The last time I remember laughing that hard was about a year ago. I was sitting in my living room early one Sunday morning and this commercial came on. It was an LDS “Family…it’s about time” commercial. I tried to find it on the internet somewhere so you could see it for yourselves, but I couldn’t. I’ll attempt to describe:

You see a small choir in a cathedral, dressed in choir robes, rehearsing for a concert. They’re conducted by a man who can tell one of the voices is off key. The camera zooms in on a little boy (about ten years old), identifying him as the culprit, although he is singing with all his heart and loving every minute of it. Annoyed, the conductor cuts everyone off and says, “Son…son, you’re singing the wrong notes!” (or something to that effect). He shakes his head in disapproval and asks him to step aside while the choir rehearses without him.

The camera follows the boy, head hanging low as he slouches on a pew, feeling rejected and ostracized from the rest of his family who can sing better than he can. After rehearsal, the conductor (who I’m guessing is his father) goes to the shunned boy, gently puts his hand on his back and gives him a fatherly look.

Cut to performance night – the choir is singing their number and they sound great. The camera pans to the boy who apparently was invited to join the choir again. Only he’s not singing. He’s just standing there silently while everyone else sings. At the end of the song you see his arm rise up with glee as he rings a hand bell. His smile is big and his father nods in approval.

Come ON! That kid wanted to sing; he didn’t want to ring a bell! The father should have let him sing anyway. At least one song with other little kids where the cuteness factor outweighs sound quality. That one had me going well into the program I was watching. I don’t even remember what it was. I just remember watching that commercial, laughing tears, and wishing someone else was there to see it.

I guess I'll insert a picture in here.

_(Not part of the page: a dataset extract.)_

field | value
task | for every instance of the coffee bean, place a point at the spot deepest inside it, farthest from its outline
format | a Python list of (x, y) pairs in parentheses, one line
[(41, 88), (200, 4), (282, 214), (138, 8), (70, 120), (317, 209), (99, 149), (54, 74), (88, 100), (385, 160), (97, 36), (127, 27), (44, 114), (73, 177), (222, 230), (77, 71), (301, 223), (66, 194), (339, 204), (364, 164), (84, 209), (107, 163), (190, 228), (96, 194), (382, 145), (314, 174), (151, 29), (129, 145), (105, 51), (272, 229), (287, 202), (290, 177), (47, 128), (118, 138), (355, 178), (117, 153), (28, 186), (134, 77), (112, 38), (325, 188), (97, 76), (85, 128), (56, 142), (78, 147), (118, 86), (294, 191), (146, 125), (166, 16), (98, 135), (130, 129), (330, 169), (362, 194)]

I took this last night at the annual Rick Durham Christmas Party. It’s the only time all the Durhams get together. I think the party has grown to four or five generations now. We wear nametags. Mine has to say my name, my dad’s name and my dad’s dad’s name. That is the only way people will know where I fit in. So my name last night was Laura Tom Lowell.

You can see my niece Piper’s nametag on her back. We figured that was the only way to stop her from peeling it off and handing it to us. I think these nametags are genius for the little, non-speaking kids especially because they tend to get lost in that huge house. So if she wanders downstairs in the theatre or the game room or some stranger Durham carries her off, sets her down and forgets about her, someone can read her nametag and figure out which Durham family to return her to.

Her nametag skips from Piper to Tom, even though my brother Carter is her dad. Probably because no one knows who Carter is.